I am loving this season, its been the best one in recent years.  O and about the legion of super heroes, I think they are done with that.  Next year is a special 2hrs made for TV Justice Society episode of Smallville, which from the trailer looks pretty exciting.


----------



## Jan1tor (Nov 28, 2009)

I liked last season about the best though they really lamed up Doomsday. And Jimmy Olson dieing and not being the same Jimmy everyone knows... come on now!


----------



## wyndcrosser (Nov 28, 2009)

It's called a recession. Kill people off, you don't have to pay them... kinda why they stopped introducing the league characters aka aquaman cyborg etc randomly in episodes.

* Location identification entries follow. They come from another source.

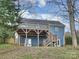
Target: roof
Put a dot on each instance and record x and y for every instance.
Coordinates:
(39, 21)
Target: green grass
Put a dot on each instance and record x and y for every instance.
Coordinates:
(40, 53)
(6, 45)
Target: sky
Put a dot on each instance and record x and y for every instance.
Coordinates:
(42, 10)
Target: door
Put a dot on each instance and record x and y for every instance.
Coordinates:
(29, 43)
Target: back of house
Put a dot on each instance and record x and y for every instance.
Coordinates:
(36, 32)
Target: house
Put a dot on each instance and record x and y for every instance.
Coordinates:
(36, 32)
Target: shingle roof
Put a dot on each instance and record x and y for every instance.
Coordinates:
(39, 21)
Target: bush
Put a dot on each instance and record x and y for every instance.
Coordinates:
(68, 40)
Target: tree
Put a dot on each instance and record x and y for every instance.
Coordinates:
(69, 10)
(7, 18)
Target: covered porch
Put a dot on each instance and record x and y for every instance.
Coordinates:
(34, 37)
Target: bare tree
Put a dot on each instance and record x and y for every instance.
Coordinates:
(70, 4)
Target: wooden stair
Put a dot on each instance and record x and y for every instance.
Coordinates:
(51, 40)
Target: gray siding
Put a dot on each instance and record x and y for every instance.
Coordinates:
(59, 31)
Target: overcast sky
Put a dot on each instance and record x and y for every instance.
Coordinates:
(43, 10)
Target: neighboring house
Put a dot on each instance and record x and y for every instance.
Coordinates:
(36, 32)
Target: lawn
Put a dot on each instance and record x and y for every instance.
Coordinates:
(6, 46)
(38, 53)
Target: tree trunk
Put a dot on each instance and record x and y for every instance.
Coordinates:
(70, 5)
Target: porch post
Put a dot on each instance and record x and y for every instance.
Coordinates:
(38, 37)
(25, 44)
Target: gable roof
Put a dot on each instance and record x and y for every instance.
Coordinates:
(39, 21)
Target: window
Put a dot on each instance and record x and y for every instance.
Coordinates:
(56, 29)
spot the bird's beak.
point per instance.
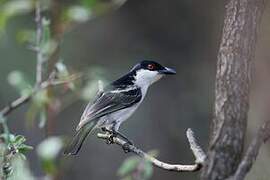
(168, 71)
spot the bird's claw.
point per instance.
(110, 139)
(126, 147)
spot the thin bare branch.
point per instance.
(196, 149)
(38, 49)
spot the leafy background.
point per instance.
(102, 39)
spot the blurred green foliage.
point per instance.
(136, 168)
(13, 147)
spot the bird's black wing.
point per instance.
(109, 102)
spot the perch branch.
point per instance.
(196, 149)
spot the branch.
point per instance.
(38, 48)
(252, 152)
(196, 149)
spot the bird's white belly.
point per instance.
(120, 116)
(117, 117)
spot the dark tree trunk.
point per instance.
(234, 66)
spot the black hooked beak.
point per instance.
(167, 71)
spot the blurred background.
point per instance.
(102, 40)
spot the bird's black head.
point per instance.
(153, 66)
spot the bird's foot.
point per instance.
(126, 147)
(110, 140)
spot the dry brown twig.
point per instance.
(195, 148)
(197, 151)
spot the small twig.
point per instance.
(252, 152)
(39, 52)
(196, 149)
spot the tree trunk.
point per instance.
(237, 50)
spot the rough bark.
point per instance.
(234, 66)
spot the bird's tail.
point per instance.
(76, 143)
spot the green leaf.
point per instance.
(89, 3)
(25, 148)
(78, 14)
(49, 148)
(148, 170)
(19, 82)
(19, 140)
(43, 118)
(129, 165)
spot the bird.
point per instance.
(117, 102)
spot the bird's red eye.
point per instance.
(151, 66)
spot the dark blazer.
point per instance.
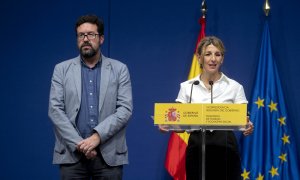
(115, 109)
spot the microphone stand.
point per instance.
(204, 134)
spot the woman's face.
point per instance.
(211, 59)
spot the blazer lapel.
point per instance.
(77, 76)
(105, 73)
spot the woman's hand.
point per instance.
(249, 127)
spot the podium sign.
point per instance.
(215, 115)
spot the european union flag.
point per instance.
(270, 152)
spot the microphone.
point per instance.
(194, 83)
(211, 83)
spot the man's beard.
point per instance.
(87, 53)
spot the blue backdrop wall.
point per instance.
(156, 39)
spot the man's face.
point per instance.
(88, 40)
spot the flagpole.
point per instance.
(204, 11)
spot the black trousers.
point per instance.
(222, 157)
(86, 169)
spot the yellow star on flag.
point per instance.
(281, 120)
(285, 139)
(283, 157)
(245, 174)
(260, 177)
(260, 103)
(273, 106)
(274, 172)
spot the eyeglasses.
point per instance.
(90, 36)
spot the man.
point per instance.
(90, 104)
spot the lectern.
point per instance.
(189, 117)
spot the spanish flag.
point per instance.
(175, 157)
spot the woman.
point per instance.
(222, 156)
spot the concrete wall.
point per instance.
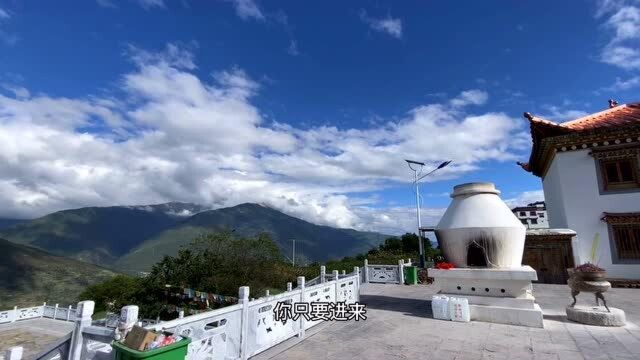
(574, 201)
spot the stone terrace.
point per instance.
(34, 335)
(400, 326)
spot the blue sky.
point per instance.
(308, 107)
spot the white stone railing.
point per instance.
(386, 274)
(233, 332)
(44, 310)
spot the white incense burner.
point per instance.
(484, 240)
(479, 229)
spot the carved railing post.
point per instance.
(83, 319)
(301, 285)
(365, 268)
(356, 271)
(336, 276)
(243, 298)
(13, 353)
(128, 318)
(323, 273)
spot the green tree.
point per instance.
(410, 243)
(113, 294)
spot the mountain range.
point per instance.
(132, 238)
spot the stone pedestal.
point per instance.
(596, 315)
(497, 295)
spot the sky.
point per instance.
(307, 107)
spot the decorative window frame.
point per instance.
(613, 219)
(604, 155)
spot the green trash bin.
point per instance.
(175, 351)
(411, 275)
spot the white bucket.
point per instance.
(459, 309)
(440, 307)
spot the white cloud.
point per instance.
(624, 23)
(149, 4)
(470, 97)
(389, 25)
(558, 114)
(176, 137)
(248, 9)
(18, 91)
(622, 85)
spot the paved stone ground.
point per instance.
(34, 335)
(400, 326)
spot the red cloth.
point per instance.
(445, 266)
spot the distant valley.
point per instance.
(32, 276)
(133, 238)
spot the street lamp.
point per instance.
(417, 176)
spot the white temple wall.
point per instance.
(574, 201)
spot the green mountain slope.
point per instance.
(99, 235)
(32, 276)
(6, 223)
(314, 242)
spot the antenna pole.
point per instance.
(420, 244)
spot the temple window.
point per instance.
(618, 169)
(624, 236)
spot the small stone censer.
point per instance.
(588, 278)
(591, 278)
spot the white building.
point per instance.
(590, 175)
(533, 216)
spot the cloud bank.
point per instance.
(173, 136)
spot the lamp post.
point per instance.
(417, 176)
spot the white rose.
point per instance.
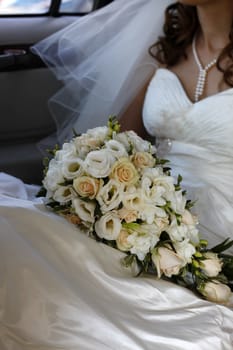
(185, 250)
(123, 138)
(162, 223)
(140, 244)
(155, 185)
(85, 210)
(149, 213)
(108, 226)
(110, 195)
(143, 160)
(139, 144)
(122, 240)
(166, 261)
(212, 265)
(133, 199)
(124, 172)
(68, 151)
(128, 215)
(188, 219)
(99, 163)
(143, 238)
(177, 232)
(54, 176)
(72, 168)
(116, 148)
(178, 201)
(63, 194)
(91, 140)
(99, 133)
(87, 186)
(216, 292)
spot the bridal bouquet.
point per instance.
(114, 188)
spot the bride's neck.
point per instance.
(215, 24)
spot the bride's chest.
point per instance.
(168, 112)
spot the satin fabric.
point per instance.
(201, 148)
(59, 289)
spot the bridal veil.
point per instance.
(102, 60)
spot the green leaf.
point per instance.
(226, 244)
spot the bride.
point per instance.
(58, 288)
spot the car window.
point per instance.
(30, 7)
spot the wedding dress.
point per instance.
(60, 289)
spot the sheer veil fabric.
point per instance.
(103, 60)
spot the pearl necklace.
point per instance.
(203, 71)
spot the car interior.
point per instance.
(26, 85)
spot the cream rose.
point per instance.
(177, 200)
(188, 219)
(87, 186)
(143, 160)
(155, 185)
(124, 172)
(63, 194)
(85, 210)
(99, 163)
(110, 195)
(166, 261)
(185, 250)
(72, 168)
(216, 292)
(108, 226)
(128, 215)
(141, 243)
(54, 176)
(116, 148)
(122, 240)
(99, 133)
(133, 200)
(212, 265)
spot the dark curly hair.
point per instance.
(181, 24)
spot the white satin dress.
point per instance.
(60, 290)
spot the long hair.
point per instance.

It's the same as Fringe, where the second detective was killed in order to save money.

Wynd

*Posts merged*

The only reason why they kept Green Arrow, is because people liked his character and acting, etc. 

The got rid of Lex Luthor, because they didnt like paying his salary.

Wynd


----------



## Jan1tor (Nov 29, 2009)

The other thing I hate is the show just got going again and now it won't be on till January. What ever happened to running a season all together.


----------



## cornaljoe (Nov 30, 2009)

Clerk (In his oh so awesome Blur uniform): I heard you been looking for me?!
Zod (With a big ass not cheesy smirk): All kneel before Kal-El!

It was an interesting turn of events.  Guess they gonna pull off a Death-note type battle of the wits.  I see Clerk losing as he is an idiot.


----------